Personal identification through the use of fingerprints is probably the most used biometric modality, and its accuracy is crucial in applications critical to society and business. Improved methods for preprocessing, feature extraction, and matching have all led to the high accuracy of today’s fingerprint recognition systems. The authors here propose a method for enhancing fingerprint images to improve matching accuracy.

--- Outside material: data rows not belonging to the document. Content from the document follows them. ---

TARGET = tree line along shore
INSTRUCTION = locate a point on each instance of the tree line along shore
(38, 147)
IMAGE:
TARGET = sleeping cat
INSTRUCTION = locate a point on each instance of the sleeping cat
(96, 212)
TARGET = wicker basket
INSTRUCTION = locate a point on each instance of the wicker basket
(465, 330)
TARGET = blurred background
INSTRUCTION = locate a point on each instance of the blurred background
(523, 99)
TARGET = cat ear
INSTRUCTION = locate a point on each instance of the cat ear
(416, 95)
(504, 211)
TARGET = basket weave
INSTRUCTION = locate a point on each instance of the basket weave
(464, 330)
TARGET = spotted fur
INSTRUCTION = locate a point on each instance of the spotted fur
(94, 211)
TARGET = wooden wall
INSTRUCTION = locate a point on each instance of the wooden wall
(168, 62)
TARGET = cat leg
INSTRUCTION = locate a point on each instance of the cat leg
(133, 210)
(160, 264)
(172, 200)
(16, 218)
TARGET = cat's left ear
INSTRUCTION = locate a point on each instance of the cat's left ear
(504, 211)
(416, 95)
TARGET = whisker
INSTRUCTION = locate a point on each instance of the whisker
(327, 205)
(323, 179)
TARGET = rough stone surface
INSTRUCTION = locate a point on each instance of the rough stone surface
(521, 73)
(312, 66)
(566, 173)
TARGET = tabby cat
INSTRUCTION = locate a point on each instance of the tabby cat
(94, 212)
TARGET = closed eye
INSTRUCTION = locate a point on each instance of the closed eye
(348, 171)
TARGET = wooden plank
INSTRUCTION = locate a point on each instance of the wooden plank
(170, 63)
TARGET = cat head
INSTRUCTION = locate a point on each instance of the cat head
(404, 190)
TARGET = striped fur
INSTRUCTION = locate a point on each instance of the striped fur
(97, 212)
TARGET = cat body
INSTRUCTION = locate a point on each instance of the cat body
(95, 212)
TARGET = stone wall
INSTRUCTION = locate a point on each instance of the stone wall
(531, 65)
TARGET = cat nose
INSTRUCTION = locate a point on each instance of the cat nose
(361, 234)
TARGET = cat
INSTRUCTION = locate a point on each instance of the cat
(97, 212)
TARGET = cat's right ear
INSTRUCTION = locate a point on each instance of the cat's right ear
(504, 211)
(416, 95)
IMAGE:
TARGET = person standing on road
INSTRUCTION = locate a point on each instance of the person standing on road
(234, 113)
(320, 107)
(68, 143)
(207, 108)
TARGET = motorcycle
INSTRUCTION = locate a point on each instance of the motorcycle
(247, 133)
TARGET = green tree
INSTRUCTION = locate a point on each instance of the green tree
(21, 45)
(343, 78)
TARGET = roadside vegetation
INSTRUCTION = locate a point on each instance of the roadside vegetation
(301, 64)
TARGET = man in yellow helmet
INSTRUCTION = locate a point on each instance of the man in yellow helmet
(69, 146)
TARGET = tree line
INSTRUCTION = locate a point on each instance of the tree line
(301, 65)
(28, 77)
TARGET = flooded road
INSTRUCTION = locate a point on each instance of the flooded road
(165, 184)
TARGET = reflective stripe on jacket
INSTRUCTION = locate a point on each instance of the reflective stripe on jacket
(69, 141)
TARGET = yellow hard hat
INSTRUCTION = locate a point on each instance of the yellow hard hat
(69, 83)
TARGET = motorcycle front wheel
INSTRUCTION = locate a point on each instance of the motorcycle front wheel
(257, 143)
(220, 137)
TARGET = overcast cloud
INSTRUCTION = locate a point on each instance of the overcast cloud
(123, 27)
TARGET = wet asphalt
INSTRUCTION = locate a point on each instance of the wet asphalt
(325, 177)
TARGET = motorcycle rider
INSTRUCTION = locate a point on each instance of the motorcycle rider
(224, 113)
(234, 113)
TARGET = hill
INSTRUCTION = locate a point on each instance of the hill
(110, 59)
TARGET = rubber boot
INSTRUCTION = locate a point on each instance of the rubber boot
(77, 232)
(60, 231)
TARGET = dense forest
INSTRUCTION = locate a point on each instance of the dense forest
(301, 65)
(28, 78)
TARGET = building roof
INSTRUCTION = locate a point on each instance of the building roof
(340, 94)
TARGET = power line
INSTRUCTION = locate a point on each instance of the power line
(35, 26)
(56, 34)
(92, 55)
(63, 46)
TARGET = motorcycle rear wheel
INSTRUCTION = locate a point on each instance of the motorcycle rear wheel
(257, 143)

They begin by briefly discussing the extraction of minutia points from a fingerprint image; these features are locations where the fingerprint ridges either end or split into two, along with the angle of the ridge at the end or split point. While not all fingerprint recognition is done on the basis of minutia points, or on minutia matching alone, it is the most common feature representation, especially in the forensic (law enforcement) field. Most enhancement operations are conducted either in the spatial or transform domain. This paper properly points out that much research has been published on methods for fingerprint image enhancement, and the references mention a sampling of the work in this field.
The proposed method consists of a spatial enhancement operation followed by a filtering in the transform (spatial frequency) domain. The spatial enhancement proposed is a form of localized image normalization, operating on small neighborhoods within 8-by-8 blocks of pixels. Based on the image database used for testing, it’s likely that this value is optimized for fingerprint images captured at 500 dots per inch (dpi); newer systems that use 1,000 dpi may require larger window sizes. Once the image is locally normalized, radial and angular filters are applied to enhance spatial activity within a range of spatial frequencies. This is an alternative to the frequently used selective Gabor filter. The output image shows generally good contrast and good preservation of the key features in the image. The authors test their method by performing extraction and matching on the enhanced images. The results in equal error rate (EER) are positive, though it should be noted that the improvement attributable to the enhancement may depend strongly on the extraction and matching methods used.
The paper is a complete and understandable description of an enhancement method for fingerprint images. As another addition to a well-researched field, it is more contributory than groundbreaking. Systems that rely on level 3 fingerprint detail (pores), that use 1,000 dpi resolution, or that do not use minutia for matching may not find the method useful, but many applications could possibly benefit from the proposed algorithm.